Reds place Wohlers on disabled list

CINCINNATI -- Mark Wohlers was put on the 15-day disabled list Saturday because of an anxiety disorder, a day after the Cincinnati Reds got the struggling reliever in a trade with the Atlanta Braves.

Wohlers and the Reds both believe he can once again be a dominant closer. They just don't know when he might make it back to the majors.

"There's no timetable," Wohlers said at Cinergy Field before a 7-6 loss in 10 innings to Pittsburgh. "It could be two weeks. It could be two months."

Wohlers has been unable to solve the control problems that ended his career with the Braves. He will join Triple-A Indianapolis to begin a rehabilitation assignment.

"Both parties believe I can overcome this and get back to doing what I used to do," Wohlers said.

Reds general manager Jim Bowden described Wohlers' situation as a "mental reclamation project."

"We're completely satisfied that physically he's fine," Bowden said. "It's mental, period."

The Reds got the 29-year-old right-hander from the Braves for pitcher John Hudek. Cincinnati also will receive at least $4.4 million from Atlanta to cover Wohlers' big salary.

Wohlers recorded 97 saves from 1995-97, and closed out the clinching Game 6 of the 1995 World Series for Atlanta.

After running into severe control trouble last season -- he was sent down to Triple-A Richmond for a time -- Wohlers seemed to be making progress this year in spring training.
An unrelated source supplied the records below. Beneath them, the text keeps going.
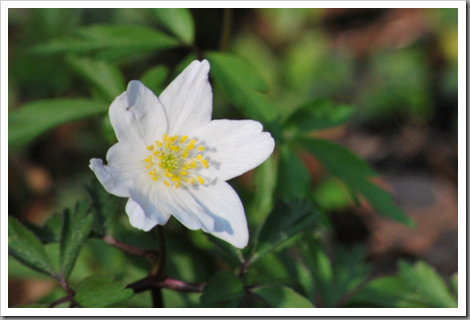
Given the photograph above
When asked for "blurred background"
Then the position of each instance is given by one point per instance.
(397, 67)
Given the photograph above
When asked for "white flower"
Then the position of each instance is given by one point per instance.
(171, 159)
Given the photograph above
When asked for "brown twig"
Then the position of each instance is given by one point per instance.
(130, 249)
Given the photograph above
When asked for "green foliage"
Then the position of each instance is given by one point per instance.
(293, 177)
(348, 167)
(110, 42)
(103, 75)
(36, 117)
(104, 207)
(415, 286)
(241, 84)
(100, 292)
(317, 115)
(178, 21)
(154, 78)
(223, 287)
(75, 229)
(26, 248)
(285, 221)
(425, 280)
(282, 297)
(334, 279)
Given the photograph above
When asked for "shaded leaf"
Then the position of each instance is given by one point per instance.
(425, 280)
(223, 287)
(154, 78)
(293, 176)
(285, 221)
(26, 248)
(110, 42)
(317, 115)
(100, 292)
(104, 76)
(454, 281)
(388, 292)
(348, 167)
(34, 118)
(231, 253)
(104, 206)
(178, 20)
(282, 297)
(76, 226)
(240, 83)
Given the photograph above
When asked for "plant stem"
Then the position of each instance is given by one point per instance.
(157, 271)
(226, 29)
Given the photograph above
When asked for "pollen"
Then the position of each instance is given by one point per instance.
(176, 161)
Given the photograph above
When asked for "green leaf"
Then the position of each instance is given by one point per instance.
(293, 177)
(177, 20)
(100, 292)
(454, 281)
(285, 221)
(104, 76)
(282, 297)
(34, 118)
(317, 115)
(231, 253)
(104, 205)
(348, 167)
(110, 42)
(388, 292)
(223, 287)
(240, 83)
(26, 248)
(425, 280)
(154, 78)
(75, 229)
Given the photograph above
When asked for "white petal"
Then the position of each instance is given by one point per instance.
(137, 217)
(159, 201)
(188, 99)
(235, 146)
(222, 203)
(137, 116)
(123, 165)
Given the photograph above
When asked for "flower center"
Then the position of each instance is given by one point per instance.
(176, 161)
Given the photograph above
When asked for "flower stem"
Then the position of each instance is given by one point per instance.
(226, 29)
(157, 271)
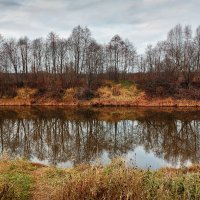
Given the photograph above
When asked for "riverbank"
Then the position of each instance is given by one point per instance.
(116, 95)
(20, 179)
But he got off to a bad start in the regular season, walking six in only two-thirds of an inning.

Wohlers said he hopes to find a more successful approach with the Reds.

"I think I'm not going to make every pitch life and death," he said. "I'm not going to put pressure on myself to make every pitch a perfect pitch."

Wohlers said he had run out of things to try with the Braves.

"I did everything I could do over there," he said. "I tapped all their resources. I went to Richmond twice last year. I think I tried to do too much."

Bowden said he's not worried about Wohlers' physical condition.

"We believe it's a mental problem. We will employ every psychologist, psychiatrist or imaging specialist necessary to help him overcome it," he said.